35.4 Regression for predictions

The regression equation for the red deer data

\[ \hat{y} = 4.398 - 0.181 x \] can be used to make predictions. For example, we could predict the average molar weight for deer \(10\) years old. Since \(x\) represents the age, use \(x=10\) in the regression equation:

\[\begin{eqnarray*} \hat{y} &=& 4.398 - (0.181\times 10)\\ &=& 4.398 - 1.81\\ &=& 2.588. \end{eqnarray*}\] Male red deer aged 10 years old are predicted to have a mean molar weight of 2.588 grams. Some individual male red deer aged 10 will have molars weighing more than this, and some will have molars weighing less than this.

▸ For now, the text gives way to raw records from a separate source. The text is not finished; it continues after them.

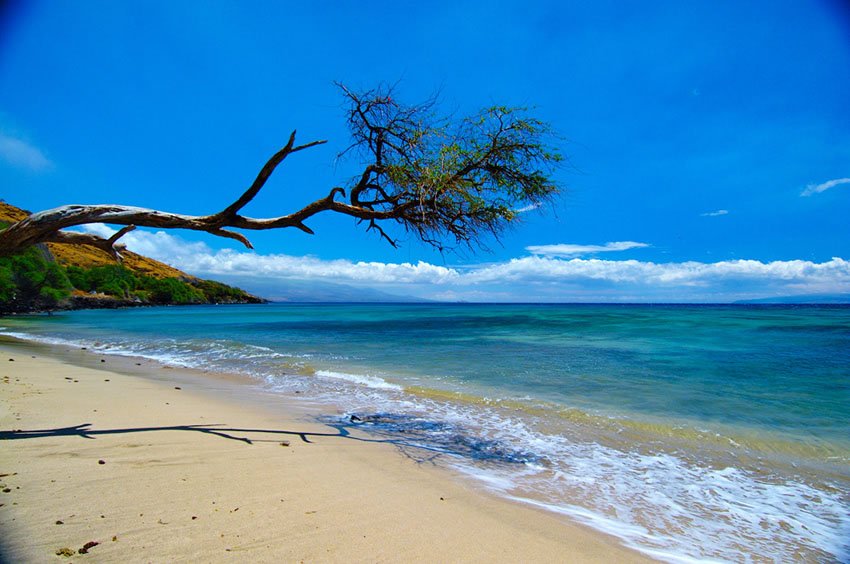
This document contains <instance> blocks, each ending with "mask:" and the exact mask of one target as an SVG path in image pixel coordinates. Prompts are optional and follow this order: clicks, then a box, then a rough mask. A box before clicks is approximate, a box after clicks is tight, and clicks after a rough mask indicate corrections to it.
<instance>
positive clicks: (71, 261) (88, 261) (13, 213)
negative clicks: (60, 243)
mask: <svg viewBox="0 0 850 564" xmlns="http://www.w3.org/2000/svg"><path fill="white" fill-rule="evenodd" d="M28 215H29V213H28V212H26V211H24V210H22V209H20V208H16V207H15V206H12V205H9V204H7V203H5V202H0V221H5V222H8V223H14V222H17V221H20V220H22V219H24V218H26V217H27V216H28ZM47 246H48V248H49V249H50V252H51V253H52V254H53V256H54V257H56V262H58V263H59V264H61V265H62V266H80V267H83V268H91V267H94V266H102V265H107V264H115V260H114V259H113V258H112V257H110V256H109V255H108V254H106V253H105V252H103V251H101V250H100V249H96V248H95V247H91V246H89V245H65V244H59V243H48V244H47ZM122 256H123V257H124V263H123V264H124V266H126V267H127V268H129V269H130V270H132V271H133V272H136V273H138V274H144V275H146V276H153V277H154V278H181V279H184V280H195V279H196V278H195V277H194V276H190V275H189V274H186V273H185V272H183V271H182V270H177V269H176V268H174V267H171V266H168V265H167V264H165V263H162V262H159V261H157V260H153V259H151V258H148V257H145V256H142V255H138V254H136V253H133V252H130V251H125V252H124V253H122Z"/></svg>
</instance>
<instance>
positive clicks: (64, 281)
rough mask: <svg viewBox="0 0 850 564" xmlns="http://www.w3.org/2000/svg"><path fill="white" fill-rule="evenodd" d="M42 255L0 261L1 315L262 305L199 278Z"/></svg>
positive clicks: (244, 293) (14, 255)
mask: <svg viewBox="0 0 850 564" xmlns="http://www.w3.org/2000/svg"><path fill="white" fill-rule="evenodd" d="M51 258H52V257H50V256H49V254H48V253H47V252H46V250H44V249H42V248H39V247H30V248H29V249H27V250H26V251H24V252H23V253H20V254H17V255H14V256H11V257H0V313H2V312H5V313H11V312H23V311H33V310H51V309H63V308H79V307H109V306H113V307H117V306H121V305H145V304H151V305H164V304H205V303H245V302H248V303H256V302H259V301H261V300H259V299H257V298H255V297H254V296H251V295H250V294H247V293H245V292H243V291H242V290H240V289H238V288H233V287H231V286H227V285H226V284H222V283H220V282H213V281H211V280H200V279H197V278H187V279H180V278H154V277H153V276H146V275H144V274H139V273H136V272H133V271H132V270H130V269H129V268H127V267H125V266H123V265H120V264H113V265H105V266H96V267H93V268H82V267H79V266H67V267H66V266H61V265H59V264H57V263H56V262H54V261H52V260H51Z"/></svg>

The model predicts that the mean molar weight for male red deer aged 10 will be about 2.588 grams.

Think 35.2 (Predicting) For male red deer \(12\) years of age, what is the predicted mean molar weight?
Think 35.3 (Predicting) For male red deer \(20\) years of age, what is the predicted mean molar weight?
Prediction: \(4.398 - (0.181 \times 20) = 0.778\), or about 0.78 grams.

This last prediction may be a useful prediction… but it also may be rubbish. The oldest deer in the data is aged 14.4 years, so the regression line may not even apply for deer aged over 14.4 years of age (red deer may not even live to 20 years of age). The prediction may be sensible… but it may not be either. We don’t know whether the prediction is sensible or not, because we have no data for deer aged over 14.4 years to inform us. Making prediction outside the range of the available data is called extrapolation, and extrapolation beyond the data can lead to nonsense predictions.

Definition 35.1 (Extrapolation) Extrapolation refers to making predictions outside the range of the available data. Extrapolation beyond the data can lead to nonsense predictions.
Extrapolating can lead to nonsense predictions.